You omitted a paragraph preceding the one which you reproduced above. 
Both are important in order to understand my response.  Here is that
paragraph:

> I do not cease to be amazed by the hubris of human beings who imagine they can fathom  > the intentions and actions of a being (God) whom they assert created the entire universe,
> an act which implies a God-mind and capabilities beyond anything the human mind can     > conceive.

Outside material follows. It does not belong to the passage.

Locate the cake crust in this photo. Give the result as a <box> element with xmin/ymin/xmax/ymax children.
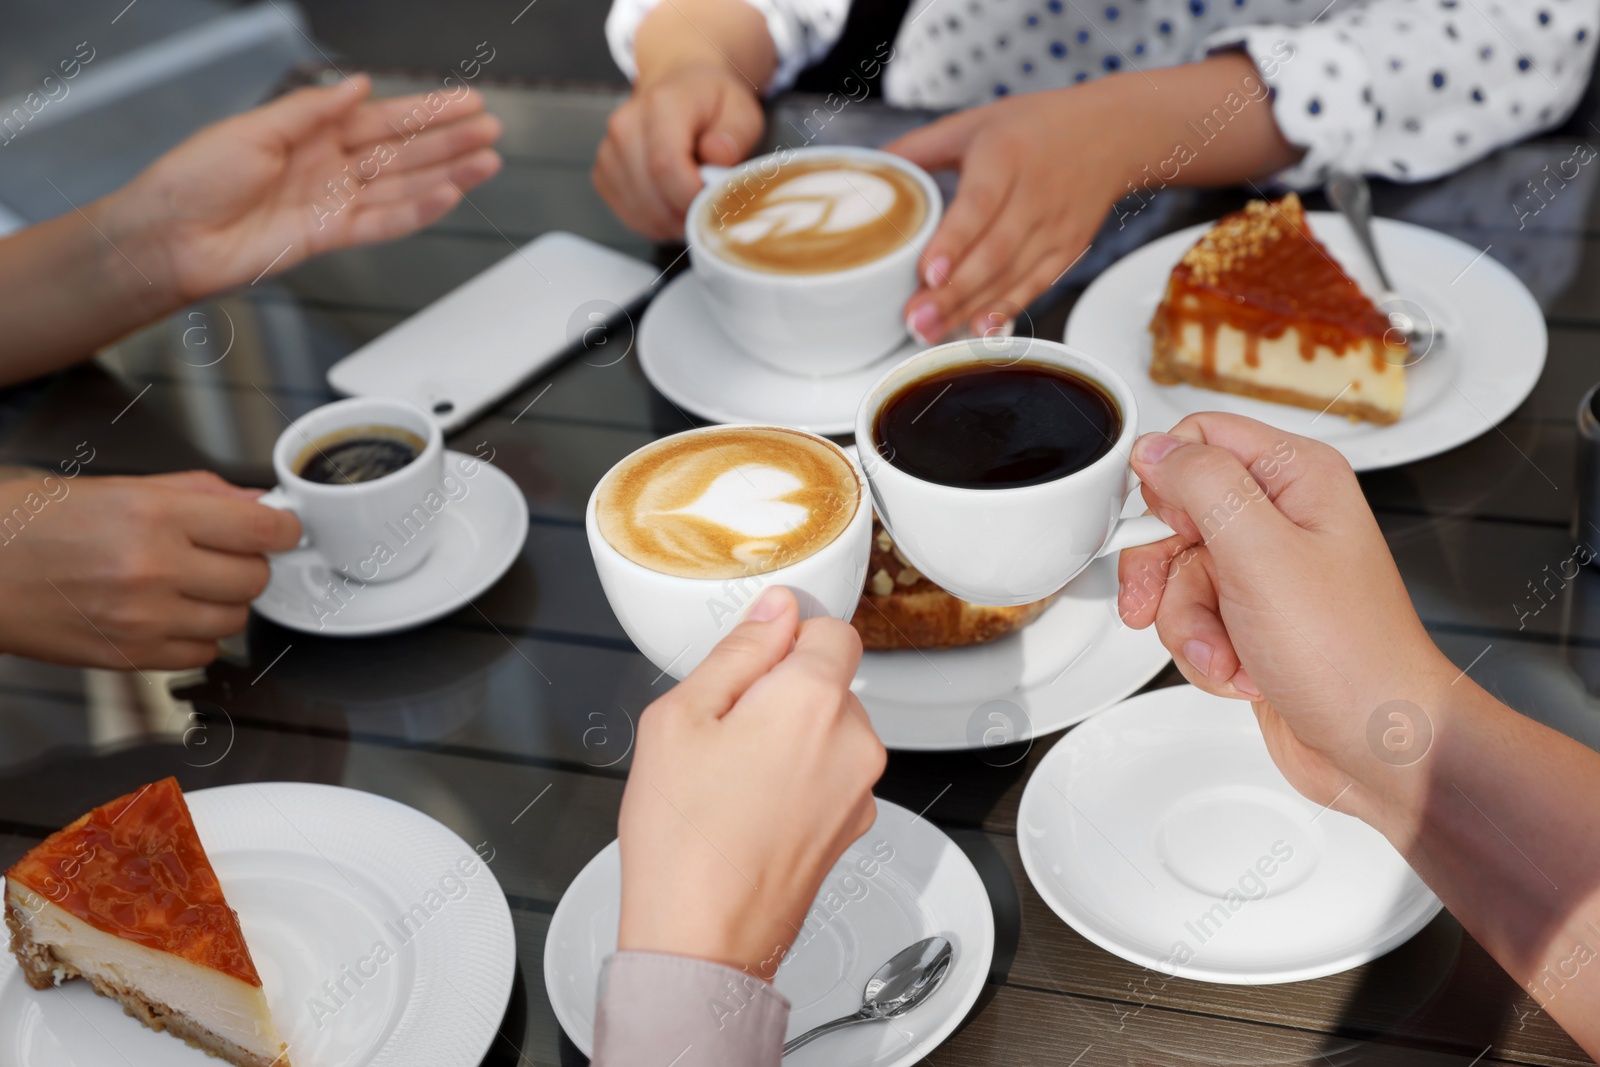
<box><xmin>850</xmin><ymin>520</ymin><xmax>1054</xmax><ymax>650</ymax></box>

This is the sentiment which I have never understood, particularly the
"hubris" part.  It doesn't require hubris to speculate on the
intention or actions of a being whose existence we are only surmising
in the first place.  It requires only the same imagination that we
used to invent Him.  It would be possible hubris, if, like the spider,
we KNEW (and let's not get mired in epistemological debate here) that
God existed.

I used the word "registered" in my original response in an attempt to
make clear that I did not believe that the spider was actually aware
of, or conscious of, us as human beings.  I doubt that the spider
possesses anything resembling a mind.  I was merely following (I
thought) from your original analogy, and your analogy only works if
the spider at some level perceives that a mind exists which is a
primary causative agent.

To put it another way, discarding the analogy: if I knew that God
existed (some primary, _deliberate_ causative agent), then it would
possibly be hubris to try to divine His intentions or actions.  It
would also be human nature, which, as a human, I am unable to avoid. 
Hubris also implies pride, and I don't have to be feeling pride to
exercise (or be gripped by) a very human curiosity.  I don't know
about you, but I always try to understand that which makes me curious,
which always involves theorizing and attempted explanations, no matter
how off the mark they may be.   However, I definitely DO NOT know, nor
does any man, whether any primary, _deliberate_ causative agent (God)
exists, so even if this need to satisfy my curiosity could be called
hubris, it couldn't be called hubris here.